Just as it featured in Magritte's oeuvre, including L'avenir, so too bread formed a part of Dalí's iconographic arsenal, featuring in several of his works. As early as 1926, as a young artist just out of his academy, Dalí painted a lifelike image of a basket filled with several morsels of bread, and in 1945 painted another that showed a single loaf on a table. In these works, as well as the sculptures in which he incorporated baguettes, most famously his 1933 Retrospective Bust of a Woman, where the porcelain likeness was capped with a loaf, above which stood an inkwell. Bread appears to have served in Dalí's works as a symbol of sustenance, of the Eucharist and of plenty, and so these inclusions of bread illustrate precisely the difference between the two Surrealists: for where the Spanish Surrealist's works relied on his own arcane symbolism and his Paranoiac-Critical Technique, Magritte insisted that the depicted objects in his own pictures were precisely that: objects in their own rights. This is reflected in a letter that Magritte wrote several decades later having viewed an exhibition that featured his work:

'There is a notice in one vitrine describing the objects represented in my pictures as 'symbols.' I'd appreciate your correcting this. They are objects (bells, skies, trees, etc.) and not 'symbols.' In the representational arts, symbols are for the most part employed by artists who are very respectful of a certain way of thinking: that of endowing an object with some conventional and commonplace meaning. My concept of painting, on the contrary, tends to restore to the objects their value as objects (which never fails to shock those who cannot look at a painting without automatically wondering what may be symbolic, allegorical, etc., about it)' (Magritte, quoted in H. Torczyner, Magritte: Ideas and Images, trans. R. Miller, New York, 1977, p. 223).

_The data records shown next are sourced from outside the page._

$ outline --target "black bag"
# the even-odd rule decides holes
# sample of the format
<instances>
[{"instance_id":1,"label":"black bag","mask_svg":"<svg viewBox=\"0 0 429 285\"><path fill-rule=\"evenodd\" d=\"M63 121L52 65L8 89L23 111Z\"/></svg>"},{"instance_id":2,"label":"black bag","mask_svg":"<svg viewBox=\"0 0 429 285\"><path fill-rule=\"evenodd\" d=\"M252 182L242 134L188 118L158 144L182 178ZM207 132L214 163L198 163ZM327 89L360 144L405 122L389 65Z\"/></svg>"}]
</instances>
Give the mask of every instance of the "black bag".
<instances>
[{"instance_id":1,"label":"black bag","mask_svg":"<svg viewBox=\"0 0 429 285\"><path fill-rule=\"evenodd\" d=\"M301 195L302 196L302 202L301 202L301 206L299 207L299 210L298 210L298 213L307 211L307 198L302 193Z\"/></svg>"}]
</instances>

In L'avenir, the bread serves an evocative purpose, rather than a symbolic one, in that it introduces a domesticity to the composition. And it is here that the resonances of the picture begin to play out: for this familiar element, located in the mysterious night landscape, becomes mysterious through its location, its juxtaposition, the formality of its pose... These all combine to saturate the painting with atmosphere, with a sense of the Stimmung that had been so crucial to Giorgio de Chirico's paintings. Magritte's great epiphany, the revelation that had turned him down the path of what was to become his Surrealism, came in 1923 when he had seen de Chirico's Le chant d'amour in reproduction. Recalling that critical moment, Magritte said of de Chirico's painting:

'This triumphant poetry replaced the stereotyped effects of traditional painting. It was a total break with the mental habits characteristic of artists who were prisoners of talent, virtuosity, and all the minor aesthetic specialities. It meant a new vision in which the spectator rediscovered his isolation and listened to the world's silence' (Magritte in 1938, quoted in ibid., p. 214).

While the planar forms of the framing structure may recall the table-tops and piazze in de Chirico's pictures, and the presence of the bread might echo the biscuits in some of the Metafisica master's still life images, in L'avenir Magritte has conjured precisely this isolation and silence through his own unique, lyrical, poetic means.